The first time that Gus-grief tapped me on the shoulder was when he was an infant. And, for some reason—I don’t remember what triggered it—it dawned on me that I’d never play catch in the backyard with Gus like my dad did with me for hours on end. And I just lost it. Big puddle of sobbing, quivering goo.
And then I chided myself for being such a limp noodle, stiffened my upper lip, and carried on. Besides, in those days, I just couldn’t spare the time or energy to get stuck in a funk. Crisis-fueled adrenaline is a pretty good anti-depressant.
I’ve had other bouts with it—when Gus moved away, and I was no longer in constant caregiver mode, I hit a flat spot. I grieve for Beth’s eyesight and that other life we’ll never know about, too, from time to time.

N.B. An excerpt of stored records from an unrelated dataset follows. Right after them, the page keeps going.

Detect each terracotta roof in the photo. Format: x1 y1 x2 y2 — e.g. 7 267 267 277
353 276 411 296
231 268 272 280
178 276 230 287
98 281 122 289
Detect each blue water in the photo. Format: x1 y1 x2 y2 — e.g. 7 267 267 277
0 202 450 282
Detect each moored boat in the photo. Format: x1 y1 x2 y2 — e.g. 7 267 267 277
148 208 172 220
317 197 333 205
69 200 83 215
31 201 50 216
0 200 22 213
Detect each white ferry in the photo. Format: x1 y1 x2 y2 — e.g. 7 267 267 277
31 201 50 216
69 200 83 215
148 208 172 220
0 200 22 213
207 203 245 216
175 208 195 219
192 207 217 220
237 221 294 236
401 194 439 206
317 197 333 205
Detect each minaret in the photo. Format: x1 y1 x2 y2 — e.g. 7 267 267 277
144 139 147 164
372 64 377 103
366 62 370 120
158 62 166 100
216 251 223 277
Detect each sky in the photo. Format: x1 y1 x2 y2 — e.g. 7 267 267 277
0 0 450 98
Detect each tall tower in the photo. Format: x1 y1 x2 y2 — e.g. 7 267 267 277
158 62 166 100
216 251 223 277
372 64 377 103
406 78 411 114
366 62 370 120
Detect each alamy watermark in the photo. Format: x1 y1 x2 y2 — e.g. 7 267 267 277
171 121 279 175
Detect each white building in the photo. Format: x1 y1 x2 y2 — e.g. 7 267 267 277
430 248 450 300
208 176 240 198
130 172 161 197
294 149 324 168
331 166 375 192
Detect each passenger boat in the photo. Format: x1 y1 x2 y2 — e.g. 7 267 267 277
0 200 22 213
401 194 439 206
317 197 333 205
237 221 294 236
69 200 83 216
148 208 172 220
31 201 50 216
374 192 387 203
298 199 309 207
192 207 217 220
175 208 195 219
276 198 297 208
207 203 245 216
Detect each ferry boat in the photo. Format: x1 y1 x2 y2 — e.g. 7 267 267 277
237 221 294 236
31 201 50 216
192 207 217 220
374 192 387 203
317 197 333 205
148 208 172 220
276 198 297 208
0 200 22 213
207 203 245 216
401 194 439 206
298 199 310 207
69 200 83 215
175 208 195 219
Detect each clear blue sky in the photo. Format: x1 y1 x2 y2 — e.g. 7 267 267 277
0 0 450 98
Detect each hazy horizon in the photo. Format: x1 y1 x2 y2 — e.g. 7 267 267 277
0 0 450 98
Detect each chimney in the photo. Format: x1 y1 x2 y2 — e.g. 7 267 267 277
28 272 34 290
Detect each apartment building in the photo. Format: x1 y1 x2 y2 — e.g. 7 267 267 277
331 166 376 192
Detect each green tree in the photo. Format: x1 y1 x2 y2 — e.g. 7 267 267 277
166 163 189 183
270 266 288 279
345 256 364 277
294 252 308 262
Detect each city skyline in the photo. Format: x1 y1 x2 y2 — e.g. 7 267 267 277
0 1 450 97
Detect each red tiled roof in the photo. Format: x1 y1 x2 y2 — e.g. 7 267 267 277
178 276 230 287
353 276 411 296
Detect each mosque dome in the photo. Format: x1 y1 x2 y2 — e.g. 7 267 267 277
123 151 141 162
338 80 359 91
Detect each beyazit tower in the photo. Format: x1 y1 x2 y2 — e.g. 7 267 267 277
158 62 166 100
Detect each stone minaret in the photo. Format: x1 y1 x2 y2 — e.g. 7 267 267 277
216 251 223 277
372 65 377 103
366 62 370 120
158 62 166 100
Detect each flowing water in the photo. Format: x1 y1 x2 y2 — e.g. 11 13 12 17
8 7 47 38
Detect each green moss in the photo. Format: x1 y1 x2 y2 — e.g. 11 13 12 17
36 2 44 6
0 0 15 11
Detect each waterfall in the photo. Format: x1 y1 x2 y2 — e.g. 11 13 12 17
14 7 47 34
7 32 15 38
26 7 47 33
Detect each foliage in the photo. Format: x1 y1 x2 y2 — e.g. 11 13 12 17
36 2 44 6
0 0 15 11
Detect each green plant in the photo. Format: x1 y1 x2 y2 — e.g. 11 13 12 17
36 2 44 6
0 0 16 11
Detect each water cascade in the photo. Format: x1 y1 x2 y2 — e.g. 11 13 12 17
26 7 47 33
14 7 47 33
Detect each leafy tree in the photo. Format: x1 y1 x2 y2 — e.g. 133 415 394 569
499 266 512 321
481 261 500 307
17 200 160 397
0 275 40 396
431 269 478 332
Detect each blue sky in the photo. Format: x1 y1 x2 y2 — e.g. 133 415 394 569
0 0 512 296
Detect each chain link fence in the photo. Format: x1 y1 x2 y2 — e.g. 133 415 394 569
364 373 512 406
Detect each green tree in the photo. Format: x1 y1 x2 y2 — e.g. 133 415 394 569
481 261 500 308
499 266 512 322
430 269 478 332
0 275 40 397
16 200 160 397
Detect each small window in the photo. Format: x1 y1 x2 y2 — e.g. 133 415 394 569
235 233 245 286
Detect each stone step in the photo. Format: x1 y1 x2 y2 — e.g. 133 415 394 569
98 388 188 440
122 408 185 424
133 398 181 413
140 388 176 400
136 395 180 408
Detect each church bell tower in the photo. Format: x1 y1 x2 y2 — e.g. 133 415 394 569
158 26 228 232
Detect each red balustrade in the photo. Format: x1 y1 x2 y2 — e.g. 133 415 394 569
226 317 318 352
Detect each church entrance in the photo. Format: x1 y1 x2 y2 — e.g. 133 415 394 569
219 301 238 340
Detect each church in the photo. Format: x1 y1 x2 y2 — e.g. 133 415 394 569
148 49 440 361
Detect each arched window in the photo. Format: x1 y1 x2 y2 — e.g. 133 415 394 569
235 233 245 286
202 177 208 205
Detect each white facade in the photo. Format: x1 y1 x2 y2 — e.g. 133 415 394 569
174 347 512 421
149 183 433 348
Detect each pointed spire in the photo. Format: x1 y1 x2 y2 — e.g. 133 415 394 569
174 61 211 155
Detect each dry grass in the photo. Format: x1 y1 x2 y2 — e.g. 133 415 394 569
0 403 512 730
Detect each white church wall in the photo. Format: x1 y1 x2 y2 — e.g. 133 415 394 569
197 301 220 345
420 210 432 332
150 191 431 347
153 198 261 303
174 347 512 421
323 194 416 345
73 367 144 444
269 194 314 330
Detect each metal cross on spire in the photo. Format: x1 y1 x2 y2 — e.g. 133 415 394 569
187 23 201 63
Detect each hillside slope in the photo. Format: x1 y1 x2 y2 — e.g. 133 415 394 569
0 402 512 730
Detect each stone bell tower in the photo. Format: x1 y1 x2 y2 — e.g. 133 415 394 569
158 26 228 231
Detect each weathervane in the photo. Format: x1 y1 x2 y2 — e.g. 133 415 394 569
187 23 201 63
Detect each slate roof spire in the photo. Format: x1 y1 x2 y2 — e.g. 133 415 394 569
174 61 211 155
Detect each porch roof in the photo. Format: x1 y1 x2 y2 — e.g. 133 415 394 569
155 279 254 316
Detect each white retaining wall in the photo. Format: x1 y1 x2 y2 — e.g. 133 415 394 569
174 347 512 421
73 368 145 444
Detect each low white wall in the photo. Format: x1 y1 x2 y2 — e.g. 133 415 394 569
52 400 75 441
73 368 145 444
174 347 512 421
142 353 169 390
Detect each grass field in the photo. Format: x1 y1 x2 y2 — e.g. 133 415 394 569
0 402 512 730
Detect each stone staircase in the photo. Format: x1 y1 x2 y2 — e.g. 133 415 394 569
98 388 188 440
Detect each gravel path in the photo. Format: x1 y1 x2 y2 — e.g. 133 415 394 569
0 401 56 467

Still, I’ve been to lots of young people’s weddings over the past couple years and never experienced anything like I did Saturday. It may have been because Gus has been on my mind a lot lately, I don’t know. But it doesn’t really matter. It just is.
Years ago Beth volunteered with a hospice program, where she was trained to help facilitate a bereavement group. She’d come home with these little gems of wisdom from the leader/trainer about how this grief thing works. For example, that people who lose a child can go for years without bouts of overwhelming grief and then something as simple as attending a wedding sets them off, realizing their daughter never got to be a bride, and so on.
Those little nuggets—that one in particular—have served us both well over the years. When Beth has a day when she’s just tired of not being able to see, for example, we both know that it’s real, it’s sad, and it’s natural—it’s not a weakness.
And so it was Saturday night. I didn’t panic, or feel bad for feeling grief in the midst of an overwhelmingly joyous night. I looked it in the eye and said, hey, I gotta get back to the party. My friends are out there. And this band is great.